Coppola would muddle along as a winemaker (and filmmaker) through the 1980s. The turning point, for both careers came with the box office success of Bram Stoker's Dracula in 1992. This movie ended Coppola's box office dry spell and the money he made on that film paid for the rest of the Niebaum property—the front vineyards and the chateau in 1995. It was then that Coppola got serious about making wine and hired a professional staff to run his vineyard.
When Coppola purchased the vineyards and chateau, he also got 40,000 cases of wines that the former owner had bottled under the Niebaum Collection brand. The logo was a diamond, which Coppola redesigned and then launched that wine as his mass wine bottled under Francis Coppola and Francis Coppola Presents.
That wine took off immediately. The first year the Coppola diamond collection wines did $9 million in sales. Four years later they sold $60 million dollars in wine. By the late 2000's, Coppola's wine empire was earning $500 million in revenue per year. The empire now includes wine, pasta, cigars, two restaurants, a hotel, three resorts in central America and more. Today, the vast majority of Francis Ford Coppola's $250 million net worth actually comes from his wine business. Only a tiny percentage is attributed to his legendary film career.

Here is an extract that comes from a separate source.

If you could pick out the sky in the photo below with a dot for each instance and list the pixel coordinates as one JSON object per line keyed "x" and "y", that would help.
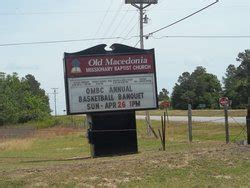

It's not such a stretch for Francis Ford Coppola to be a winemaker. Filmmaking and wine making are both art forms that can be divided into three phases – the gathering of the source material (grapes and shots of the film), fashioning the work (winemaking and editing) and finishing it (post production and bottling). Nowadays, Coppola is focused on relaunching the classic Inglenook brand name. In April 2012, after many decades the current owner of the brand put it up for sale, offering it first to Coppola. The name cost Coppola more than all of the property for the vineyards had. From now on Coppola's wines will be bottled and sold under the Inglenook name. Coppola is putting Inglenook back on the path to being recognized as one of Napa Valley's great wines.
And he's making a fortune while doing it.